Por supuesto que en el devenir de días y meses, he conocido y saboreado exhaustivamente toda clase de “delikatessen”, ya sea con la mirada ausente frente a una taza de café o contemplando la lluvia y la nieve a través de los cristales.  También he podido acercarme de manera espontánea a la propietaria de las instalaciones hasta establecer una relación respetuosa y cordial. Con ella he compartido mesas y tardes de invierno, con preguntas mutuas sobre nuestros orígenes y propósitos.

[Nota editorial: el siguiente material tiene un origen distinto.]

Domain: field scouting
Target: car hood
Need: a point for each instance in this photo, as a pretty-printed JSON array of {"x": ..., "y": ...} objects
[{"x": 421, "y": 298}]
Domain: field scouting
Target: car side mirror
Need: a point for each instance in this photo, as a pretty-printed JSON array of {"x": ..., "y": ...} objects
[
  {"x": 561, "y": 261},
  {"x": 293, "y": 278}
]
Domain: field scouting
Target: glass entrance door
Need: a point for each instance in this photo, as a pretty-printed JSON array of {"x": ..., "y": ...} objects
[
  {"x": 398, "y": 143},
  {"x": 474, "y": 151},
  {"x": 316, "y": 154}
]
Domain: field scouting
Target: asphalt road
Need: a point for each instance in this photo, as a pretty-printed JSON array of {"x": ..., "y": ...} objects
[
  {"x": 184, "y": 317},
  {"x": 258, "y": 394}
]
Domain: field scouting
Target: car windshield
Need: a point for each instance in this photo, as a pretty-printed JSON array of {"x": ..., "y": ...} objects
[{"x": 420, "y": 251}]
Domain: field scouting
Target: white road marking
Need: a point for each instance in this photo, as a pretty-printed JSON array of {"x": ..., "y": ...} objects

Extrañamente yo he llegado hasta aquí sin haberlo previsto, pero vengo de un país que no alza vuelo, de un territorio sin vínculos donde las leyes no tienen valor, de un progreso trunco y trucado por un pasado, que se difumina en reyertas y afanes estériles de juventudes delirantes, azuzadas por hábiles impostores sin rostro.  Ella me ha presentado a su madre, auténtica, octogenaria y lúcida, con quien he podido indagar la reciente historia de la metrópoli, de la calle y de la guerra. No ahorra detalles cuando revela sus recuerdos. Nacida en el vecindario, refiere haber conocido de niña, a una familia de judíos alemanes habitando la casa, fabricantes de la más fina porcelana y desaparecidos pocos meses antes de los bombardeos.

Recuerda con nitidez los apellidos y los repite con vehemencia tratando de convencerme de que con ella las equivocaciones no son posibles. Le creo sin ninguna sombra de duda, pues los datos que ella me anuncia son parte de informaciones fragmentarias también registradas por mi memoria, aunque en circunstancias diferentes.

El enigma de mi apego a ese sitio se va esclareciendo entonces y atónito entiendo al fin, la imperiosa necesidad de mi presencia en ese ambiente, el murmullo rondando mis oídos desde el primer día, acaso el incontenible y quejumbroso llamado de mis ancestros sobre la sangre derramada en tantos cuarteles y campos de concentración, junto al pretexto de pasteles tan antiguos, exhibidos como un puente entre el ayer y el hoy, para compartir con nuevas bocas de la vida, los afectos y sabores de antaño.